I picked up one of these that needs some work. Missing a few parts but looks to be a low hour unit. Looking on line there just is not much info about the Titan generators. Anyone have experience with these? Good or bad, just looking for some input. Thanks.


----------



## Handyhiker (Sep 29, 2016)

Had a chance to work on the Titan a little bit. Very confused at the findings. 
1 - The paint on the top of the unit is faded some. There is no doubt it has sat out in the weather for some time. 
2 - The fuel gauge is bad and let water into the fuel tank. The bottom is rusty but not real bad. 
3 - Removed the generator end cover and all the windings and internal parts look new. No dirt or dust at all. 
4 - The spark plug is new, never been in a running engine. 
5 - There are no gaskets on the carburetor or adapter plate. The air filter housing is off and the filter element is missing along with mounting bolts and nuts.
6 - There is no oil in the crankcase. 
7 - Removed the valve cover and there is no oil in the head and it all looks new. Like it has never ran. 
8 - The choke vaccum pull off is locked up and won't move. 
9 - The screen tower on the fuel tank valve is gone and the valve is full of junk from the tank. 
10 - There is a T style plug in the generator end with 2 yellow wires that has no place to plug into. There were 2 wires taped in it and run through the vents in the end cover but go nowhere. 
11 - One wire by the low oil senser is unplugged without anything to plug into. 
12 - Pull rope looks new. 
13 - Muffler is missing. 
14 - Fuel tank mounting bolts are missing.
15 - I did check for spark with the plug removed and laying on the engine and it does have it.
These are a few of the findings. This is why it leaves me scratching my head. There is no doubt it has sat outside for some time in the weather. Run time seems like zero. Parts are missing.
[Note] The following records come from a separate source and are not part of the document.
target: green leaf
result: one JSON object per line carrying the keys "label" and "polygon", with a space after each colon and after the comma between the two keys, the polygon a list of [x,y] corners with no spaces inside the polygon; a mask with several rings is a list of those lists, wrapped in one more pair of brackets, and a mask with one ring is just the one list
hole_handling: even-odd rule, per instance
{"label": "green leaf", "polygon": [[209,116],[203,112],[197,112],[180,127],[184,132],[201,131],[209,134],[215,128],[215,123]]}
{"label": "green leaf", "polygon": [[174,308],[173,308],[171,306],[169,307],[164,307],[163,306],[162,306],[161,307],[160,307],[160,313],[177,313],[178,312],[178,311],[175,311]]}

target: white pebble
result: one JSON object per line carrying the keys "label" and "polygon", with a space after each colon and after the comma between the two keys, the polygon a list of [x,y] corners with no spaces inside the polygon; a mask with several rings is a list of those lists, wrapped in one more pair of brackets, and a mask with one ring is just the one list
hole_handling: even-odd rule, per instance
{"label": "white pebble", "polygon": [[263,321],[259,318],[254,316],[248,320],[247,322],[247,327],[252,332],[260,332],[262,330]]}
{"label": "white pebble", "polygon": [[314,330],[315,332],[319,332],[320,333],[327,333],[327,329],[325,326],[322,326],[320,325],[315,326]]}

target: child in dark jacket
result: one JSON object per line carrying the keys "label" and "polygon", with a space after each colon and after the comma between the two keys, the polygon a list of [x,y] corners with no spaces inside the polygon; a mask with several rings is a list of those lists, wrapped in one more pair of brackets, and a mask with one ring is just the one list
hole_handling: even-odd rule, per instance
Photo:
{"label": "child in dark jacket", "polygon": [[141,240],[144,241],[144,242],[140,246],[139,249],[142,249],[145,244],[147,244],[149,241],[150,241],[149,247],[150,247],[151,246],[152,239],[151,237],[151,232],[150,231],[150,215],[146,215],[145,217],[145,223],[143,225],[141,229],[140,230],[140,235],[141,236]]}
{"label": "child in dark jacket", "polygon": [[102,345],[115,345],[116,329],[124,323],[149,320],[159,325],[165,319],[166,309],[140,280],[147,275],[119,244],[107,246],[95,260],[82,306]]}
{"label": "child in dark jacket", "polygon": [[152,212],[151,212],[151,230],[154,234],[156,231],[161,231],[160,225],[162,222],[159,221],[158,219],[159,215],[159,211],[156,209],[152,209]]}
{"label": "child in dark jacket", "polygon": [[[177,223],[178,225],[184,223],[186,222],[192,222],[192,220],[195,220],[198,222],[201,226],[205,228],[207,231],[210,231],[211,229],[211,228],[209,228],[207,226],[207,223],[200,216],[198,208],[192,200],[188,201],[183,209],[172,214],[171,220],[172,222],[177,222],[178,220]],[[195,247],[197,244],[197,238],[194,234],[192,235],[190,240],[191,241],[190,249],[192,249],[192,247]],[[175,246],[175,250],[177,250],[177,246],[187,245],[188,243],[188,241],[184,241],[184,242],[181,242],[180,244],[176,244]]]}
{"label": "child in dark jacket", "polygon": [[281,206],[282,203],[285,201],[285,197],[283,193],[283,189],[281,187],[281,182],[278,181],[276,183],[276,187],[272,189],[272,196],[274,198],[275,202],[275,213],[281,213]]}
I just don't know what to make of these findings.


----------



## Handyhiker (Sep 29, 2016)

I did figure out that a capacitor is supposed to plug into the T plug under the generator cover, have to get one ordered as soon as I figure out what one Is needed. I did order some other parts for it.Hope to get it running and check it out from there.


----------



## Handyhiker (Sep 29, 2016)

After looking and playing with the generator, I decided to take the plunge and placed an order for the missing - bad parts. I might be just pissing away a few bucks but have to give it a shot. All the parts ordered are only $70 plus oil and fuel so had to try. The fuel gauge and valve I was able to steal out of an old fuel tank that was cracked. Wait and see when they come and go from there. Fingers crossed.


----------



## thehandyman1957 (Feb 11, 2017)

Everybody's got to have a hobby right? LOL This one will require some love. : )


----------